Tidak hanya berukuran
kecil, bayi prematur terlahir dengan fungsi organ yang belum sempurna sehingga
membutuhkan perhatian khusus seperti perawatan intensif.
Bayi Berat Badan Lahir
Rendah (BBLR) dapat berdampak serius pada kesehatan bayi, termasuk stunting.
Mengacu pada Survei Status Gizi Indonesia (SSGI) 2022, prevalensi BBLR di
Indonesia sebesar 6,0 persen.
Selain itu, berdasarkan
estimasi WHO dan UNICEF, prevalensi prematur di Indonesia sekitar 10 persen.
Direktur Gizi dan
Kesehatan Ibu Anak, dr.
Lovely Daisy menyampaikan pencegahan kelahiran prematur dan bayi BBLR merupakan
bagian dari pencegahan stunting. Berdasarkan SSGI 2022, salah satu faktor
terjadinya stunting pada bayi usia 0-11 bulan adalah bayi BBLR, prematuritas
dan penyakit infeksi.
“Kita ingin menurunkan
stunting melalui pencegahan bayi lahir prematur, jadi kalau sudah mengobati itu
akan butuh waktu lama, biaya mahal dan hasilnya tidak optimal, jadi yang
penting adalah kita harus melakukan pencegahan,” kata dr. Lovely dalam media
briefing yang dilaksanakan di RSAB Harapan Kita Jakarta pada hari Jumat (15 Desember 2023).
dr. Lovely melanjutkan,
hal yang sangat perlu dilakukan adalah deteksi dini. Bahkan, deteksi dini ini
perlu dilakukan sebelum hamil untuk menghindari ibu hamil dengan berbagai
faktor risiko serta mencegah BBLR dan stunting pada bayi.
dr. Lovely menjelaskan
pencegahan BBLR dan stunting juga perlu dilakukan melalui intervensi sebelum
hamil dan ketika hamil. Intervensi sebelum hamil dilakukan dengan cara skrining
anemia dan konsumsi tablet tambah darah.
Sedangkan intervensi
pada ibu hamil dengan cara melakukan pemeriksaan minimal enam kali selama
hamil, mengonsumsi tablet tambah darah, dan pemberian makanan tambahan bagi ibu
hamil KEK (Kurang Energi Kronis).
“Untuk perawatan bayi
prematur dan BBLR, yakni pastikan bayi dalam keadaan selalu hangat, pastikan
asupan gizi bayi terpenuhi, serta pastikan kesehatan, pertumbuhan dan
perkembangan bayi selalu terpantau secara rutin,” kata dr. Lovely.
Prof. Dr. Rinawati
sebagai salah satu narasumber pada kegiatan media briefing menjelaskan gambaran
bayi lahir prematur di Indonesia. Penyebab paling sering bayi lahir prematur
adalah kehamilan kembar, infeksi, diabetes, preeklampsia (tekanan darah tinggi,
bengkak). Di sisi lain, BBRL atau bayi lahir prematur adalah salah satu
penyebab kematian yang paling banyak 27,6
persen.
“Bayi prematur menjadi
penyumbang 1/3 bayi menjadi stunting dan 2/3 angka kematian bayi, kalau kita
mampu mencegah bayi lahir prematur Indonesia akan menjadi sangat pesat,” ungkap
Prof. Rinawati.
Prof. Rinawati
menjelaskan, bayi lahir prematur membutuhkan kehangatan lebih dibandingkan bayi
lahir normal karena lapisan lemaknya lebih sedikit dan kulit yang lebih tipis.
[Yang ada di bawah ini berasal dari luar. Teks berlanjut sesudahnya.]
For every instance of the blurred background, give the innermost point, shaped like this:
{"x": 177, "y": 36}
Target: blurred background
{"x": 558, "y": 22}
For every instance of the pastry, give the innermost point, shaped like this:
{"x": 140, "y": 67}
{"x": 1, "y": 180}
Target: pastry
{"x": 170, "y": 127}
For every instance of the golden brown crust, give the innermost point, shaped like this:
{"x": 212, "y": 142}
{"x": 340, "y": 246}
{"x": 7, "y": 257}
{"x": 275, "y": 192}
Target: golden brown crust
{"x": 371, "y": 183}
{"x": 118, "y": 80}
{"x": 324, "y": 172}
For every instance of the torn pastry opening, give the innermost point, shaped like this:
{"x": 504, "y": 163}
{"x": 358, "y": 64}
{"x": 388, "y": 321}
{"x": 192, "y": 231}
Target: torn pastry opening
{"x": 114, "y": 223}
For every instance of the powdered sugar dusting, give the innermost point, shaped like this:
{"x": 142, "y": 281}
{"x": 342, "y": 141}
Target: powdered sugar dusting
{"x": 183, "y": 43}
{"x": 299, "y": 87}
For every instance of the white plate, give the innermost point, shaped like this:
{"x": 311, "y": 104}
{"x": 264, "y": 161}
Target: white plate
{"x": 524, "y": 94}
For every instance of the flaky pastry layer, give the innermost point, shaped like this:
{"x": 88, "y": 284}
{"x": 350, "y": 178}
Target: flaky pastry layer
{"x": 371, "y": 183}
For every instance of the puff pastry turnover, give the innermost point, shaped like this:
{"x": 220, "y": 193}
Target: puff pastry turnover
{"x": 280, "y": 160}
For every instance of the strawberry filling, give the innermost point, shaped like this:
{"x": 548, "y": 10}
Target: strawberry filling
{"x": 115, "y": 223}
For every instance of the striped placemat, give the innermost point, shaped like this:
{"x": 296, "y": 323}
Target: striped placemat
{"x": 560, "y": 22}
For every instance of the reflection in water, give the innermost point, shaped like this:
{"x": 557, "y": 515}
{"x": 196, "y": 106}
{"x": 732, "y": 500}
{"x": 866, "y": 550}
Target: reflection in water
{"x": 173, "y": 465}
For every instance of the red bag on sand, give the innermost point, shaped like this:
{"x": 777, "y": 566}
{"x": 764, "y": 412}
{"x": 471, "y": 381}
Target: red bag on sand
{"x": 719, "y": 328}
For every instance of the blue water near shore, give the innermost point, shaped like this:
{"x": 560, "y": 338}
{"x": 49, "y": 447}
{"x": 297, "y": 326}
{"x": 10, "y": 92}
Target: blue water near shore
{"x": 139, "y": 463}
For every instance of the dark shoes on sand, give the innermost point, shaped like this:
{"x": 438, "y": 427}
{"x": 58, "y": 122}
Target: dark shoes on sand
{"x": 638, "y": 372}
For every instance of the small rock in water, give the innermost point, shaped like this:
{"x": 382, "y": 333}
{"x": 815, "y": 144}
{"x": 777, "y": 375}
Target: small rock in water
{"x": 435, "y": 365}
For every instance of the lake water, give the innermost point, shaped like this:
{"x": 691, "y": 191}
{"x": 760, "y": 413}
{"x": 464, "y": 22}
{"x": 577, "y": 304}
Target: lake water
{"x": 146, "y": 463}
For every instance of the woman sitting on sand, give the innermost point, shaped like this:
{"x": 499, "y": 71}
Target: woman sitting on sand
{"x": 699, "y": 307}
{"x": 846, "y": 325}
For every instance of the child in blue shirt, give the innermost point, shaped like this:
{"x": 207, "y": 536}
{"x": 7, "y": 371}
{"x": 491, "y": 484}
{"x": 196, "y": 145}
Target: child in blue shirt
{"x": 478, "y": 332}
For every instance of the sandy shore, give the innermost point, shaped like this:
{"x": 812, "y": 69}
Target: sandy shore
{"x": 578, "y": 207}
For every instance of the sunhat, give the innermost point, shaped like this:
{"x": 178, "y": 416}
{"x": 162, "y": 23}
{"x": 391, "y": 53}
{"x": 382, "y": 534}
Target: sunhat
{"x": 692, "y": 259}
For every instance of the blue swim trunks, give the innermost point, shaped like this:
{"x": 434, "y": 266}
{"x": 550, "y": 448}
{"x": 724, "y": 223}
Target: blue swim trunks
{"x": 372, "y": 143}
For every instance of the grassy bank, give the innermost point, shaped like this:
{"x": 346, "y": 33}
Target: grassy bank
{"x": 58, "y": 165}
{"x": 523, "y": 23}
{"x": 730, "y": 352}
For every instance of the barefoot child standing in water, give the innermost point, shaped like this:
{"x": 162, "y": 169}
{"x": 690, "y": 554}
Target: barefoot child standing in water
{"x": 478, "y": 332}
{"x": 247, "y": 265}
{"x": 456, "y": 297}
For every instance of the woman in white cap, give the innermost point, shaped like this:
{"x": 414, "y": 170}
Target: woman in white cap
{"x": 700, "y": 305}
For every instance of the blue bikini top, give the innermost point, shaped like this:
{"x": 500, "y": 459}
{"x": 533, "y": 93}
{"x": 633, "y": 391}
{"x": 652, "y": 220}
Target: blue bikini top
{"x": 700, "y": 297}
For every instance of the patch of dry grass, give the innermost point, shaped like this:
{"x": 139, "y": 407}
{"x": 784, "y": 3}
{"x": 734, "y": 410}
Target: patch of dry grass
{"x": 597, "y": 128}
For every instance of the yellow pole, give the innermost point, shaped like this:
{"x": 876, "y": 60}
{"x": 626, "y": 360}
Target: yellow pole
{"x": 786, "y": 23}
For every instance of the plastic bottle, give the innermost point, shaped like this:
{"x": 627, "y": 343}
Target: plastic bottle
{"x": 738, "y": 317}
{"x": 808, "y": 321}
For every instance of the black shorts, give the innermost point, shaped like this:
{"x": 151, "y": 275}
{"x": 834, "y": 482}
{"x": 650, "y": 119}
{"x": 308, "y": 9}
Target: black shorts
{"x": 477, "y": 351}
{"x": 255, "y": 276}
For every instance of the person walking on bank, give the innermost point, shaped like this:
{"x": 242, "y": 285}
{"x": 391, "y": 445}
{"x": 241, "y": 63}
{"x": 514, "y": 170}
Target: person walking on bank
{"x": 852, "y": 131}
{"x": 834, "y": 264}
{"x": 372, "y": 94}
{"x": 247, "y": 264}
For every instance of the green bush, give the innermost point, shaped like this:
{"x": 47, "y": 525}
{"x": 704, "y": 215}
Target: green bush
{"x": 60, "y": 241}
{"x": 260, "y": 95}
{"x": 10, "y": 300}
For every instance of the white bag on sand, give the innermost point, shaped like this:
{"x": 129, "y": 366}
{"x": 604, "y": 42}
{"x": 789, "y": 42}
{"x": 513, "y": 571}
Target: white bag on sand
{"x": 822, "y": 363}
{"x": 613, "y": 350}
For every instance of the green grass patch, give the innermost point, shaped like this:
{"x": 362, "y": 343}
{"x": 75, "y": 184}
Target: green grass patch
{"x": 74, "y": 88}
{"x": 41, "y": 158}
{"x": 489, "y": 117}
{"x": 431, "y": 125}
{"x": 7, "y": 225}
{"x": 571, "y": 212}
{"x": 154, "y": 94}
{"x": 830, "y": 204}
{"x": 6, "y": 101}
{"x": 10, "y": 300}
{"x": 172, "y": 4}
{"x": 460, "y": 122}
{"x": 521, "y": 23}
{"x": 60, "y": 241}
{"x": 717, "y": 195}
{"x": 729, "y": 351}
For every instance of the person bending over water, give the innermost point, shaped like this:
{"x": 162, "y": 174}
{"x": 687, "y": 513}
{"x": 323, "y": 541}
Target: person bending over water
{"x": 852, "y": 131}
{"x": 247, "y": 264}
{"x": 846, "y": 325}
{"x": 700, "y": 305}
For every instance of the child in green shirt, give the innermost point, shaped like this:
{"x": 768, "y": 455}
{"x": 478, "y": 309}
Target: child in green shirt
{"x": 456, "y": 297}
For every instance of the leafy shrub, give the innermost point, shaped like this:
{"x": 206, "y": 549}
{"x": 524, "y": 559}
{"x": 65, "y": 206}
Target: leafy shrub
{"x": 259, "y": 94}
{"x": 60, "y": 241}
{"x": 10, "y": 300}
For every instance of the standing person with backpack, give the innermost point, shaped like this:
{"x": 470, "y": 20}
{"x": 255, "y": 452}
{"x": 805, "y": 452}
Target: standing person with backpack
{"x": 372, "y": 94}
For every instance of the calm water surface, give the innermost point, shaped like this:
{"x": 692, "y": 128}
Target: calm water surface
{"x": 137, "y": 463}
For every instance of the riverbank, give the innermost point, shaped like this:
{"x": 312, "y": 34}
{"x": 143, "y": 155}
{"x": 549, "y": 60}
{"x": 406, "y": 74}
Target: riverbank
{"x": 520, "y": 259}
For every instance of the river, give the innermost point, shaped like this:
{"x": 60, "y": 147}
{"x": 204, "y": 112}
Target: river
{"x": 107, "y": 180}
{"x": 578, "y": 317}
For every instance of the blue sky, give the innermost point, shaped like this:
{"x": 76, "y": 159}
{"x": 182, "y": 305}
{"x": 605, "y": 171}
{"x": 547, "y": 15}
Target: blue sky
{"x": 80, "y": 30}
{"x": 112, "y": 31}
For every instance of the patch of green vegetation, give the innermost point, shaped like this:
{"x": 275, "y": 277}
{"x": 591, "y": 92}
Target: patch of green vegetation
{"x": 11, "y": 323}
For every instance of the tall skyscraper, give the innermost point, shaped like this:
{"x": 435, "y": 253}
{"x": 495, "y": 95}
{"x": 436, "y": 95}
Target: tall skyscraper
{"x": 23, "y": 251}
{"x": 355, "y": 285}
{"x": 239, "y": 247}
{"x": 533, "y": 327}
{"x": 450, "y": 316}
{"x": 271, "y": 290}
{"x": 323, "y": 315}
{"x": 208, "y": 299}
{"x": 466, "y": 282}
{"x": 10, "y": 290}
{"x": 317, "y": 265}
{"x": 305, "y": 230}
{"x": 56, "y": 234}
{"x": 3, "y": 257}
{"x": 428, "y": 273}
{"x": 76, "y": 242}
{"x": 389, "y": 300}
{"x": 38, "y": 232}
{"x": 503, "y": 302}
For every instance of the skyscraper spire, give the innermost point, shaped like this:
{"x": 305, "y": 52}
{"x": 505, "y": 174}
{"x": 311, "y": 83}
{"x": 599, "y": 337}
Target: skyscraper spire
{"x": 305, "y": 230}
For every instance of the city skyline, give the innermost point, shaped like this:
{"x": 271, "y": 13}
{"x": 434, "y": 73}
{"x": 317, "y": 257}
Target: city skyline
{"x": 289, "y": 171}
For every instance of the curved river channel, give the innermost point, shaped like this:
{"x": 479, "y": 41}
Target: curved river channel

Selain itu, bayi lahir prematur membutuhkan asupan nutrisi yang istimewa.
Bayi lahir prematur
juga terlahir dalam proses penyempurnaan organ sehingga membutuhkan perhatian
khusus dan skrining.
“Penglihatan dan
pendengarannya harus diperiksa secara rutin pada tahun pertama dan membutuhkan
kasih sayang, dukungan emosional serta stimulasi yang lebih intensif,” kata
Prof. Rinawati.
Dr. Johanes Edy yang
juga merupakan narasumber pada media briefing menyampaikan bahwa deteksi dan
tata laksana dini faktor risiko selama kehamilan merupakan salah satu kunci
pencegahan prematuritas dan BBLR.
“Pemeriksaan yang
berkualitas faktor risiko prematur dan BBLR dapat ditemukan lebih dini sehingga
dapat diberikan tatalaksana yang tepat untuk menjamin kesehatan ibu dan janin,”
kata Dr. Johanes.
Kementerian Kesehatan
telah menetapkan standar pemeriksaan kesehatan selama kehamilan. Setidaknya,
ibu harus memeriksakan kehamilannya enam kali sepanjang masa kehamilan, yaitu
satu kali di trimester pertama, dua kali di trimester kedua, dan tiga kali di
trimester ketiga.
Pemeriksaan pada
trimester pertama dan ketiga perlu dilakukan di dokter agar ibu mendapatkan
pemeriksaan secara komprehensif untuk mendeteksi faktor risiko komplikasi yang
berkaitan dengan kehamilan ataupun penyakit penyerta lainnya. (Sumber : Humas Kemenkes RI).